Rate Limiting | Concepts

TL;DR

Rate limiting controls how many requests a client can make to a service within a time window. It protects backend resources from overload, ensures fair usage across clients, and defends against abuse like brute-force attacks. The two most common algorithms are token bucket (allows bursts) and sliding window (smooth enforcement).

Visual Overview

Rate Limiting Flow

┌────────────────────────────────────────────────────┐
│                                                    │
│  Client Request → Rate Limiter → Backend Service   │
│                       │                            │
│                       ↓                            │
│              Check: Within limit?                  │
│                    /     \                        │
│                  YES      NO                       │
│                   ↓        ↓                       │
│              ALLOWED    REJECTED                   │
│              (process)   (429 + Retry-After)       │
│                                                    │
└────────────────────────────────────────────────────┘

WHY RATE LIMIT?
┌────────────────────────────────────────────────────┐
│  1. Resource Protection                            │
│     └─ Prevent DB connection exhaustion            │
│                                                    │
│  2. Fair Usage                                     │
│     └─ One client can't starve others              │
│                                                    │
│  3. Cost Control                                   │
│     └─ Limit cloud/API spend                       │
│                                                    │
│  4. Security                                       │
│     └─ Stop brute-force, credential stuffing       │
└────────────────────────────────────────────────────┘

Core Explanation

What is Rate Limiting?

Real-World Analogy: Think of rate limiting like a nightclub bouncer. The club has a capacity of 100 people. The bouncer lets people in one at a time, but if the club is full, new arrivals must wait outside. Some VIPs (premium API users) might get a higher limit or skip the line.

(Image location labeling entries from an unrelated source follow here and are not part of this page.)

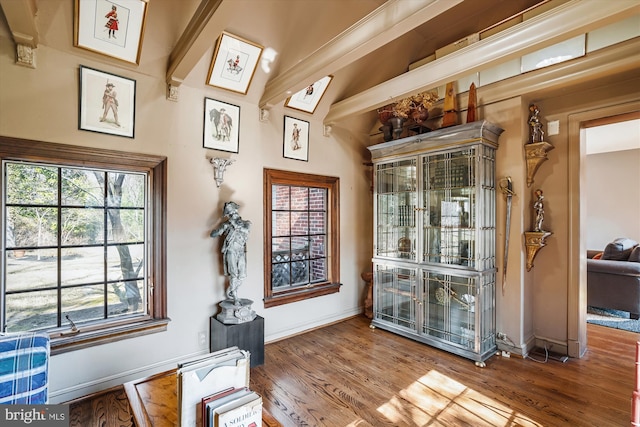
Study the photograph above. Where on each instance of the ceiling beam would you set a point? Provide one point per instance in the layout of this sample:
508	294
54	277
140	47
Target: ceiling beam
565	21
196	39
388	22
21	17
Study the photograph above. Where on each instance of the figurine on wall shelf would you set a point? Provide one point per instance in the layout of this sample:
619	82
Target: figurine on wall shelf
536	148
536	134
234	252
538	207
536	239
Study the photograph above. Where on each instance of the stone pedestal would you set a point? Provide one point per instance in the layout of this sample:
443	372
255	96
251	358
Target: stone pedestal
232	312
247	336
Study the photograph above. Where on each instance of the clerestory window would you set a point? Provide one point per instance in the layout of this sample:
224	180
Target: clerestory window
302	258
83	234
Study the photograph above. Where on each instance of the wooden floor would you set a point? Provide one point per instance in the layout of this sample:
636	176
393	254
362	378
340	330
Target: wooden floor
349	375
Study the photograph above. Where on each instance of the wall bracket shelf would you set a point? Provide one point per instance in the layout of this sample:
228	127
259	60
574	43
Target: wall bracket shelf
536	154
534	241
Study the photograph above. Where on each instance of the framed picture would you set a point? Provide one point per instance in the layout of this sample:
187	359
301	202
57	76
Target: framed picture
113	28
296	139
234	63
308	98
221	126
107	103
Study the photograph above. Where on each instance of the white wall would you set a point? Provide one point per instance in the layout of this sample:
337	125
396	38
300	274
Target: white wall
613	197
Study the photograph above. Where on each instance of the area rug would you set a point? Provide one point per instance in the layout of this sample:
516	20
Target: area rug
613	319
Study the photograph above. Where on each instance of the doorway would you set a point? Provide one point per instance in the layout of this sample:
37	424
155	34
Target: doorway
578	220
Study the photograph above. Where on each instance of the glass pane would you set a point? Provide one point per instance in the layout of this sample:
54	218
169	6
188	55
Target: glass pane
318	223
33	269
81	226
280	248
281	224
395	295
318	199
31	226
126	190
318	246
299	223
126	225
82	265
32	184
280	276
125	262
318	270
126	297
32	310
299	248
280	197
300	272
81	188
299	198
82	304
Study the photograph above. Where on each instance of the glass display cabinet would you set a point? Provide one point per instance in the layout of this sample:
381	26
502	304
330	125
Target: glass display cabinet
435	238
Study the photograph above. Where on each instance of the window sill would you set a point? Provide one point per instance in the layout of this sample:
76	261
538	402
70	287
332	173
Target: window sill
80	340
301	294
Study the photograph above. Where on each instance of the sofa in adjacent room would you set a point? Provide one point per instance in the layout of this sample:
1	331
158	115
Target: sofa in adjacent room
613	277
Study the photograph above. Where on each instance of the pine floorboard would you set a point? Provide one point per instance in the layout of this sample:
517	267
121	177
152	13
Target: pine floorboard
349	375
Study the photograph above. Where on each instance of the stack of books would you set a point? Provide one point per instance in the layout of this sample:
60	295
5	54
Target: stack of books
234	407
213	391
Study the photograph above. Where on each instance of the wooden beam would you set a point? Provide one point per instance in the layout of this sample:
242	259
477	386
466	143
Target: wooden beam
565	21
194	42
388	22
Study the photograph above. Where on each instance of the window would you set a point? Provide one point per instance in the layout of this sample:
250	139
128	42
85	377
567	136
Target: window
302	247
83	239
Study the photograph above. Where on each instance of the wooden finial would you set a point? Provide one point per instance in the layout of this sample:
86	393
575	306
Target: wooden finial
473	102
450	117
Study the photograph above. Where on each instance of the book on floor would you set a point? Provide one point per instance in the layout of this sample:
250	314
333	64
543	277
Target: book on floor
243	411
206	376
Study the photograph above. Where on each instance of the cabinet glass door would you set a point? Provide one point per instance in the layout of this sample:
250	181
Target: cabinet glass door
395	297
449	208
449	309
396	209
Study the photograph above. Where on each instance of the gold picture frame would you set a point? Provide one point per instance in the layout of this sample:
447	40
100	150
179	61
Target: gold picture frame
107	103
295	141
234	63
111	28
307	99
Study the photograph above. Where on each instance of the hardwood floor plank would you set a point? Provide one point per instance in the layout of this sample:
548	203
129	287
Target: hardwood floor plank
347	374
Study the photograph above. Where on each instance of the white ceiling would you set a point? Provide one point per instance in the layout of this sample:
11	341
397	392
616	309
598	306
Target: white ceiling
613	137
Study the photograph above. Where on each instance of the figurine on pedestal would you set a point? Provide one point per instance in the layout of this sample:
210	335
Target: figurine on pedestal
234	252
536	239
538	207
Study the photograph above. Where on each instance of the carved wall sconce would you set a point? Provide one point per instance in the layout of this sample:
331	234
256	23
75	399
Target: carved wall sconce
219	166
536	154
534	241
536	148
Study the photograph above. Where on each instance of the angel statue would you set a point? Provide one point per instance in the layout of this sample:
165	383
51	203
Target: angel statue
234	248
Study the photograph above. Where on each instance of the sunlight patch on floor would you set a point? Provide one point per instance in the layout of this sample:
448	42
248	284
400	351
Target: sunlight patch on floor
436	398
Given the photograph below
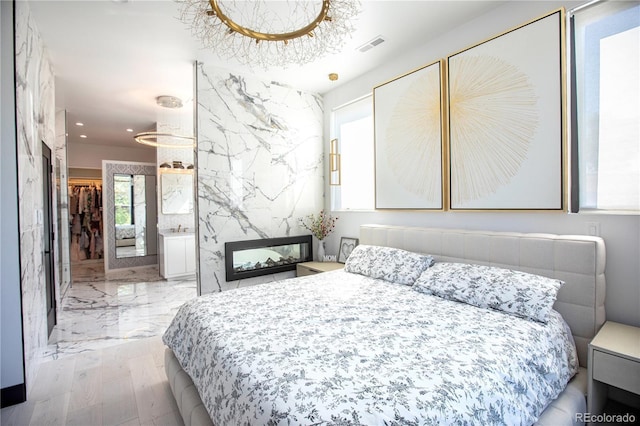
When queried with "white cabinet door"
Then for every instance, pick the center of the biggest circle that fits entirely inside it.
(176, 256)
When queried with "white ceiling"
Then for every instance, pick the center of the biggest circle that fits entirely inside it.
(112, 58)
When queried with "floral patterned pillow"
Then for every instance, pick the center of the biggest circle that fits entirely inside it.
(387, 263)
(517, 293)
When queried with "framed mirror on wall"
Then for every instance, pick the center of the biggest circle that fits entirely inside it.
(131, 216)
(176, 190)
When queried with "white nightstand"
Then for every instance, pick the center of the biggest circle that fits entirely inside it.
(614, 359)
(311, 268)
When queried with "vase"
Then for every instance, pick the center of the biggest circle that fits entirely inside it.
(321, 250)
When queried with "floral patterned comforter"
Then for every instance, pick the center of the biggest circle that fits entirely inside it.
(344, 349)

Rate limiting enforces boundaries on how many requests a client can make:

Per user: Each authenticated user gets N requests/minute
Per IP: Unauthenticated requests limited by IP address
Per API key: Different tiers get different limits
Global: Protect the entire service from overload

How It Works

Every rate limiter needs to answer two questions:

Identification: Who is making this request? (user ID, IP, API key)
Counting: How many requests have they made recently?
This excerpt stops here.